On their last listen, as Kris bobbed his close-cropped head to his own music, his expression oddly combining pleasure and pain, Theo had a sudden flash of insight: He's going to want to do the vocal on this himself — that's where this is going. And even though I'm a hundred times better, eventually he's going to get his confidence and want to do all the lead vocals himself. And that'll be it for me with this band.
He wasn't certain how he felt about that. On the one hand, much as he admired the young guys' playing and Kris Rolle's musical ideas, it wasn't anything like his ideal band. For a start, he hated the name — The Mighty Clouds of Angst. It was clumsy. Worse, it was a joke name, playing off a famous gospel group, The Mighty Clouds of Joy. Theo believed firmly that joke names equaled joke bands, the Beatles notwithstanding. Plus, it just irritated him. Kris, Morgan, and Dano weren't even old enough to remember The Mighty Clouds of Joy, so why pick that as a name to parody? It smacked a little of white suburban boys making fun of earnest, religious black people, and that made Theo uncomfortable. But if he ever mentioned it, he knew they'd just show him that fishlike stare they had perfected, the all-purpose defense against hopelessly uncool parents and teachers, and he would feel even older than he did.
So when did I wind up on the wrong side of that particular line?
He eased on his ancient leather jacket and bummed another smoke off John for the road — or for home, rather, since it was pretty hard to smoke while wearing a motorcycle helmet. He looked around, feeling like he was leaving something behind. Lead singers didn't carry much in the way of equipment. The mikes and PA belonged to Morgan and Kris. Theo could walk away from the Clouds as easily as he was strolling out the door tonight. If he was good at anything, it was leaving when things got too weird.

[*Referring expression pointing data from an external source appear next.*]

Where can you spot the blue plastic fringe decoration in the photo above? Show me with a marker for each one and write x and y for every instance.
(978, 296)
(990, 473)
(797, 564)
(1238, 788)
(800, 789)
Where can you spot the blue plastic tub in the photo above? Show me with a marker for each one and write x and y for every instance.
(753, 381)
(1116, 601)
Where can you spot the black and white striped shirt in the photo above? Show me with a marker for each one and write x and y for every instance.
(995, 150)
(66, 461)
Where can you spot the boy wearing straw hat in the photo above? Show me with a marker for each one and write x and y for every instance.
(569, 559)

If he did get forced out, would Johnny quit too? Theo wasn't sure how he felt about that. This was the third band he'd played in with Johnny Battistini, following the obligatory should-have-made-it-big disaster in which they'd met and the horrible cover band in which they'd marked time until hooking up with Kris and company. Theo wouldn't mind the downtime of looking for another gig, and God knew Catherine would be happy to have him home some nights, especially with the baby coming, but ol' Johnny B. didn't have a lot else going on in his life. Besides his record store job and the Clouds, in fact, John was pretty much the kind of guy advertisers made fun of but who kept their clients in business — an amiable lump who lived on take-out food, rented porn movies in bunches, and watched wrestling by himself.